Offshoring Trend Could Extend the Jobless Recovery

The offshoring of corporate finance and IT jobs to India and other overseas locations means U.S. and European companies can expect to see more job losses in those areas for the foreseeable future, according to new research from The Hackett Group Inc.

The Hackett Group’s latest research found that close to 1.1 million jobs in corporate finance, IT and other business functions were lost at large U.S. and European companies in 2008 and 2009 due to a combination of offshoring, productivity improvements and lack of economic growth. Over 1.3 million additional jobs will disappear by 2014, The Hackett Group predicts, with offshoring becoming a larger factor each year. These figures represent annual job loss rates of close to twice those seen from 2000 to 2007.

Corporate finance in particular is now seeing an acceleration of this offshoring trend. While IT dominated the mix of business function jobs lost to offshoring since 2000, growth in IT offshoring is now leveling off. By contrast, the total number of jobs lost to offshoring in corporate finance is expected to grow by a compound annual rate of about 20% between 2010 and 2014. In 2014, the annual number of finance jobs lost to offshore will be higher than the IT figure for the first time.

The Hackett Group’s research finds that companies are looking at their overall service delivery models and recognizing that the challenging economic times have presented them with a compelling environment to make change that will enable their business to compete globally for the long term. According to The Hackett Group’s analysis, one of the most important of these changes is the offshoring trend, which is being accelerated by the fact that many companies are now creating their own global business services (GBS) organizations in India and other low-cost labor markets.

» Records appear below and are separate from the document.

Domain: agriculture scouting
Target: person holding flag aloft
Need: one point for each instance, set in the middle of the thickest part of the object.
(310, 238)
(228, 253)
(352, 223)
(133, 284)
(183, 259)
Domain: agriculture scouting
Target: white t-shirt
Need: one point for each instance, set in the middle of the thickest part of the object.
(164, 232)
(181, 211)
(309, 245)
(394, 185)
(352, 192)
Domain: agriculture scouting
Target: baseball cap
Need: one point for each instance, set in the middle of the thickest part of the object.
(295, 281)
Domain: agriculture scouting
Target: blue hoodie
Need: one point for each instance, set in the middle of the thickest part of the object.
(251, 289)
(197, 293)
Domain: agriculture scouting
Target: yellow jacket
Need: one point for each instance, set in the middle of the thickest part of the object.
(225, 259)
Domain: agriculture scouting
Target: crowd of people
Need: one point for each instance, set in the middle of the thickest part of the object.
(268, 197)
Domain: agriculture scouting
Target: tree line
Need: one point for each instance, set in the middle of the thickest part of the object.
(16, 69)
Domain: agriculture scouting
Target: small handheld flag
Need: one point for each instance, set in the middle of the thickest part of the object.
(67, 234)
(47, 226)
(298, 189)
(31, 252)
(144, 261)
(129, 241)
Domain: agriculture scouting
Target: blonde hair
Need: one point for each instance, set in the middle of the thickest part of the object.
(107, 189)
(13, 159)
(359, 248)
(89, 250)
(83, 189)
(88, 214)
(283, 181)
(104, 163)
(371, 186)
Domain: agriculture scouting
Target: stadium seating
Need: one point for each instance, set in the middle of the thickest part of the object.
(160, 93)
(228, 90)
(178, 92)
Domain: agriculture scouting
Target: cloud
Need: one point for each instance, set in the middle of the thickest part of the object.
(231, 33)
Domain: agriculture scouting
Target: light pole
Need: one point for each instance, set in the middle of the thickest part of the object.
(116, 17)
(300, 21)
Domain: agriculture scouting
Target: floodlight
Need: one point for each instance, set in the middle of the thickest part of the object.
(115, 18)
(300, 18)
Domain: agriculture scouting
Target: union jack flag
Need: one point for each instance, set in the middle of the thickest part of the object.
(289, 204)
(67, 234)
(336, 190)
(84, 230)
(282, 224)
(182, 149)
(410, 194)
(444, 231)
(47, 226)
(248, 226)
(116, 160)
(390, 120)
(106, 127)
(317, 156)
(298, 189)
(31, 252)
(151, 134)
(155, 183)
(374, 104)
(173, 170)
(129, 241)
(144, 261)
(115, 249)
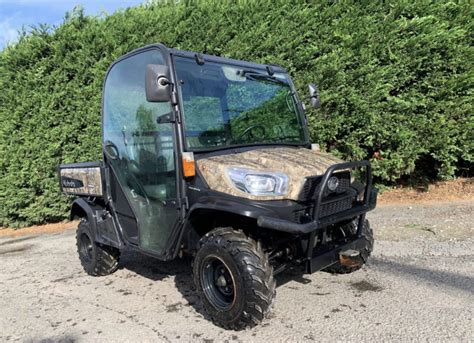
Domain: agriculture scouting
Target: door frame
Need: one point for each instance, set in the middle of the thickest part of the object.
(180, 203)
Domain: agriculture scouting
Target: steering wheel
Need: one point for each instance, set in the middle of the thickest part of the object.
(248, 131)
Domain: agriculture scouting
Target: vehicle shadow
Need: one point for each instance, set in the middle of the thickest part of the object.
(181, 270)
(156, 270)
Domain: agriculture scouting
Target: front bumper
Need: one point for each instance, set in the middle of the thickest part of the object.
(318, 223)
(321, 260)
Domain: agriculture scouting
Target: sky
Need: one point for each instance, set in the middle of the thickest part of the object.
(17, 13)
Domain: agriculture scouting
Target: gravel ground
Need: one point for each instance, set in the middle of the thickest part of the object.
(418, 286)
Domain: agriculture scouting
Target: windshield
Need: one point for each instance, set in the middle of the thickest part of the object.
(227, 105)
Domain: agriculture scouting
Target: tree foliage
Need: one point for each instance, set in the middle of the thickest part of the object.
(396, 82)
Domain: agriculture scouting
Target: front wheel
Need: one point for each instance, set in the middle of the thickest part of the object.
(96, 259)
(234, 279)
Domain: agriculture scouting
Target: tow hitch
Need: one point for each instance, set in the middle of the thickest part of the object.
(350, 258)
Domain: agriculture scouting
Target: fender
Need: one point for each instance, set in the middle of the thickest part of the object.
(103, 226)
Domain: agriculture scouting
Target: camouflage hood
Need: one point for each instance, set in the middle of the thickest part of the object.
(297, 163)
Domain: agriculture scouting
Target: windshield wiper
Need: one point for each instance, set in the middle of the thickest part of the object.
(256, 76)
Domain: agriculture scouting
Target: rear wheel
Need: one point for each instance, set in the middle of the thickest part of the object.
(96, 259)
(347, 231)
(234, 279)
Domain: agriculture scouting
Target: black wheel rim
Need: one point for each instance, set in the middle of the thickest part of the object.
(218, 283)
(85, 247)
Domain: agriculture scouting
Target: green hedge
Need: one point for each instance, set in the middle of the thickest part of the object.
(396, 82)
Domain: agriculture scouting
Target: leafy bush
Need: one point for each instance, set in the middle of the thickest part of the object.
(396, 83)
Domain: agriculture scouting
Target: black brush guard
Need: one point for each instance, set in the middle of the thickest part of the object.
(322, 260)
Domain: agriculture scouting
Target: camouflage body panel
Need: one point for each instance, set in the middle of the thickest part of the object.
(297, 163)
(81, 181)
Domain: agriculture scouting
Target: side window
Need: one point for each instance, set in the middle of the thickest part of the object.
(146, 163)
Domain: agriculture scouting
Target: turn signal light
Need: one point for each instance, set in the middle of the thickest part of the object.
(189, 167)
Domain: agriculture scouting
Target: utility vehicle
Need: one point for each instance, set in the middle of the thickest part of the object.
(210, 157)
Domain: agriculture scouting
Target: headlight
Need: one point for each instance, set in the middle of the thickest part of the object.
(258, 183)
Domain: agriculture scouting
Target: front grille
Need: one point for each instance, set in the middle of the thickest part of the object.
(337, 206)
(312, 182)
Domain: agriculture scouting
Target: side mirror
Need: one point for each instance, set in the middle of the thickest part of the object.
(314, 95)
(157, 83)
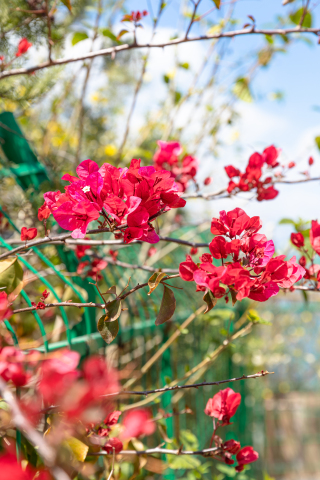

GBS organizations embrace both outsourcing and their own internal offshore operations, which remain owned and operated by the companies, to enable a broad array of functions to be moved to low-cost labor markets and managed in an integrated fashion. Over the past few years, many companies have become more mature in their use of GBS organizations, expanding them beyond a basic shared services approach to manage operations in multiple functional areas such as IT, finance, procurement, and human resources. By offering economies of scale, scope and skill, this approach enables companies to drive cost reductions and lower headcounts. Companies are also looking to enable global enterprise operating standards that will streamline their businesses and drive better overall results.

“With the modest resumption of economic growth this year, policymakers throughout the industrialized world have been struggling to create jobs. But our research shows that across key business functions, their efforts are simply being overwhelmed by offshoring and other factors,” says Michel Janssen, chief research officer for The Hackett Group. “This is what’s driving the ‘jobless recovery’ we’re seeing in key white collar job categories, and it’s likely to continue for the foreseeable future. The trend spiked in 2009, when nearly 700,000 jobs in finance, IT, and other areas were lost to a combination of offshoring, productivity improvements, and lack of economic growth. We see the number leveling out at around 250,000 jobs lost each year through 2014, and possibly beyond. That’s a reality that’s nearly impossible to avoid.”

According to Honorio Padron, global business services practice leader for The Hackett Group, “A number of factors have helped create this situation. Certainly, the savings that can be generated by moving jobs to low-cost labor markets is too great for most companies to ignore. In addition, many companies have become much more mature in their use of offshore resources. They began with shared service centers nearly a decade ago, taking basic transactional areas offshore on a one-off basis. But today we’re seeing the rapid ascendance of comprehensive cross-functional GBS operations that are moving far beyond transactional work, to handle the lion’s share of the support function for many companies. The result is a globalization trend from which there’s simply no turning back.”